El gimnasio donde vi a Skip haciendo un montón de poleas en la máquina de dorsales cerró al año. Un estudio de danza moderna ocupó el local y luego, hace un par de años, derribaron el edificio entero y se construyó uno nuevo. De los dos restaurantes franceses que había puerta con puerta, ha cerrado aquel en el que cené con Fran y el último arrendatario es un lujoso restaurante indio. El otro local francés sigue allí y aún no he comido en él.

¡Qué de cambios!

Jack Diebold está muerto. Un infarto al corazón. Murió seis meses antes de que yo me enterara, pero lo cierto es que no tuvimos mucho contacto después del incidente de Tillary.

John Kasabian se marchó de la ciudad después de que él y Skip traspasaran el Miss Kitty's. Abrió un garito similar en los Hamptons y luego oí que se había casado.

El Morrissey's cerró a finales del 77. Tim Pat huyó cuando estaba en libertad bajo fianza por un cargo federal de tráfico de armas y sus hermanos desaparecieron. El teatro de la planta baja sigue funcionando, por extraño que parezca.

Skip está muerto. Después del cierre del Miss Kitty's, se pasó todo el tiempo solo metido en su apartamento. Un día tuvo un ataque de pancreatitis aguda y murió en la mesa de operaciones en el Roosevelt.
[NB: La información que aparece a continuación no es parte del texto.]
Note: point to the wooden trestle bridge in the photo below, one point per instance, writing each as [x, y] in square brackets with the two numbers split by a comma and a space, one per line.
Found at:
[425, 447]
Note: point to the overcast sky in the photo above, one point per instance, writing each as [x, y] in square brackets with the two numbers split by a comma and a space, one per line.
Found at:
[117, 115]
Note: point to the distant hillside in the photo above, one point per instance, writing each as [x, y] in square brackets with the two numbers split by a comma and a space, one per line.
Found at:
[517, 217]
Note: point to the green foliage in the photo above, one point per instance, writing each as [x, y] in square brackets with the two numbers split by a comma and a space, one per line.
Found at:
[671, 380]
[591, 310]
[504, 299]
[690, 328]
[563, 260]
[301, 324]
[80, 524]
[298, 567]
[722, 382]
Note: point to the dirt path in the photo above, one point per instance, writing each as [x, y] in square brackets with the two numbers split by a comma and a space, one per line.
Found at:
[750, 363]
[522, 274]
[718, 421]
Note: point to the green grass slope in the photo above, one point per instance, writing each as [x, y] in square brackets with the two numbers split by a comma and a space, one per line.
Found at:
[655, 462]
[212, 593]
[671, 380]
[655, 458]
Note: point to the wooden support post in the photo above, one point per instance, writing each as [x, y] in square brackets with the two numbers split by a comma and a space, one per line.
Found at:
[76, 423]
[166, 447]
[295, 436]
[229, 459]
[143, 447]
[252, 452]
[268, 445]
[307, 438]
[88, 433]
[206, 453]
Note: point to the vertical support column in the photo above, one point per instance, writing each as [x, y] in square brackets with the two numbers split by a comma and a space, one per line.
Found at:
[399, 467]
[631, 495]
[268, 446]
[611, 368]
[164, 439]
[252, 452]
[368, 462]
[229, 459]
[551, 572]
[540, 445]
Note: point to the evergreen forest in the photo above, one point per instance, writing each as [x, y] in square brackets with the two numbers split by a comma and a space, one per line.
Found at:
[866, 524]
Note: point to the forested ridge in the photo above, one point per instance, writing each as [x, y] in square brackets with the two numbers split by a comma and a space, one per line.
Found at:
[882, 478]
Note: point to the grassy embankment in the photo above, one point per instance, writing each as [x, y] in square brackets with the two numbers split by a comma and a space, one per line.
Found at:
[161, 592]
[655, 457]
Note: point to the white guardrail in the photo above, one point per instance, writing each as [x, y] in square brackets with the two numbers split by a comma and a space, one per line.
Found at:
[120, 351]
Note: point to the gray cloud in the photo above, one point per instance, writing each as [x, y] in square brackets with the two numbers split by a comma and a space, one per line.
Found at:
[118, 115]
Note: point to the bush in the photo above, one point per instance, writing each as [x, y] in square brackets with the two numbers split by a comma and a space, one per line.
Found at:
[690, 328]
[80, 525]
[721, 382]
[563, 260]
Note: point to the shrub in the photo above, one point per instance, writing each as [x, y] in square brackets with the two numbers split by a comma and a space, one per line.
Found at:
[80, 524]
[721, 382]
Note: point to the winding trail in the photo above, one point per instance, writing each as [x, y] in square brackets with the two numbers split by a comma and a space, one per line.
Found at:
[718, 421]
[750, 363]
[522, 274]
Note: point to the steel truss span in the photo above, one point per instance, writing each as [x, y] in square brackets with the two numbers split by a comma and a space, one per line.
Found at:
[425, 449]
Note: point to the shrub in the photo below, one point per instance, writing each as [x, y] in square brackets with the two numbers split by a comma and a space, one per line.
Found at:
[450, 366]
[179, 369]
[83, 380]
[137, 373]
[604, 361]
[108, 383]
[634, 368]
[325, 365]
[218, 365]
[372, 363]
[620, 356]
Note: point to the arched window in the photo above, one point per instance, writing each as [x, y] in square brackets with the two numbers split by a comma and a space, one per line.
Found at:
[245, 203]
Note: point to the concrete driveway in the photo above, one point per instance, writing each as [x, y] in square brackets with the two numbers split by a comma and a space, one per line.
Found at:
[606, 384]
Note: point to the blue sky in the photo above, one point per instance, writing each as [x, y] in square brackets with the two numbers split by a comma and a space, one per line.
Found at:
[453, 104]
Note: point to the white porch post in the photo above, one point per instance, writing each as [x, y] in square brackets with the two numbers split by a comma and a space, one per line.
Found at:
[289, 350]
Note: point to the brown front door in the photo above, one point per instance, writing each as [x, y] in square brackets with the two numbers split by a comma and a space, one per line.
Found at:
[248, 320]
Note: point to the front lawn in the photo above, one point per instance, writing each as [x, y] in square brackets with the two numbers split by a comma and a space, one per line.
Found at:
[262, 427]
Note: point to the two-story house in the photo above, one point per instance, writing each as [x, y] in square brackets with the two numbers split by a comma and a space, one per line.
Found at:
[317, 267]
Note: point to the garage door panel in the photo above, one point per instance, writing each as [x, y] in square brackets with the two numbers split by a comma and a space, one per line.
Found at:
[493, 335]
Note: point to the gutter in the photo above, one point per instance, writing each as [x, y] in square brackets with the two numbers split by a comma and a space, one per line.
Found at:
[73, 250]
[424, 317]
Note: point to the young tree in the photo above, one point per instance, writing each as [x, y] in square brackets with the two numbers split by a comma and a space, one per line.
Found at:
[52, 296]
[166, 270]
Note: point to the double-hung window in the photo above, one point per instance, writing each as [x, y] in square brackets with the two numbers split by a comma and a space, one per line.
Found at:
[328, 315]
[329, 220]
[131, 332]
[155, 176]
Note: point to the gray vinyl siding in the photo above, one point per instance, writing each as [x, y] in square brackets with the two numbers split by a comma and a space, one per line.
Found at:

Billie Keegan dejó el Armstrong's a comienzos del 76, si no recuerdo mal. Dejó el Armstrong's y también dejó Nueva York. Lo último que oí fue que había salido completamente de la bebida, que vivía en el norte de San Francisco y que hacía velas o flores de seda o algo igual de inverosímil. Y hace un mes o así me encontré con Dennis en una librería de la zona sur de la Quinta Avenida, llena de extraños libros sobre yoga, temas espirituales y sanación holística.

Eddie Koehler se retiró del Departamento de Policía de Nueva York hace unos años. Las primeras dos Navidades recibí unas postales suyas enviadas desde un pequeño pueblo pesquero en el noroeste de Florida; el año pasado no supe nada de él, lo cual probablemente significa que me ha borrado de la lista, cosa que le ocurre a la gente que recibe felicitaciones de Navidad y no las devuelve.

¡Jesús! ¿Adónde se han ido estos diez años? Tengo un hijo en la universidad ahora y otro en el ejército. No podría deciros cuándo fue la última vez que fuimos a un partido juntos, así que no digamos a un museo.

Anita se ha vuelto a casar. Sigue viviendo en Syosset, pero ya no envío dinero allí.

Cuántos cambios minando el mundo. Por el amor de Dios, el verano pasado el antro sagrado cerró, si queréis llamarlo así. Venció el contrato del Armstrong's, Jimmy se fue y ahora hay otro jodido restaurante chino donde antes estaba el viejo garito. El abrió otro una manzana más al oeste, en la esquina de la calle Cincuenta y Siete con la Décima, pero ese bar ya me queda un poco lejos ahora.

Y lo digo en más de un sentido. Porque ya no bebo, en ningún momento del día, y por eso no tengo nada que hacer en antros, ya sean sagrados o profanos. Paso menos tiempo encendiendo velas y más en los sótanos de las iglesias, bebiendo café sin burbon en vasos de Styrofoam.

De modo que cuando miro diez años atrás puedo decir que, con mucha probabilidad, habría llevado las cosas de otra manera, pero ahora todo es distinto. Todo. Todo ha cambiado; ha cambiado completamente. Vivo en el mismo hotel, camino por las mismas calles, voy a ver combates y partidos como siempre hacía, pero hace diez años siempre estaba bebiendo y ahora no bebo nada. No me arrepiento de una sola copa de las que me tomé y le pido a Dios que jamás vuelva a tomarme otra.

Porque ¿sabéis? Esa carretera poco transitada en la que me encuentro estos días es la que lo ha cambiado todo. Oh, sí. Todo.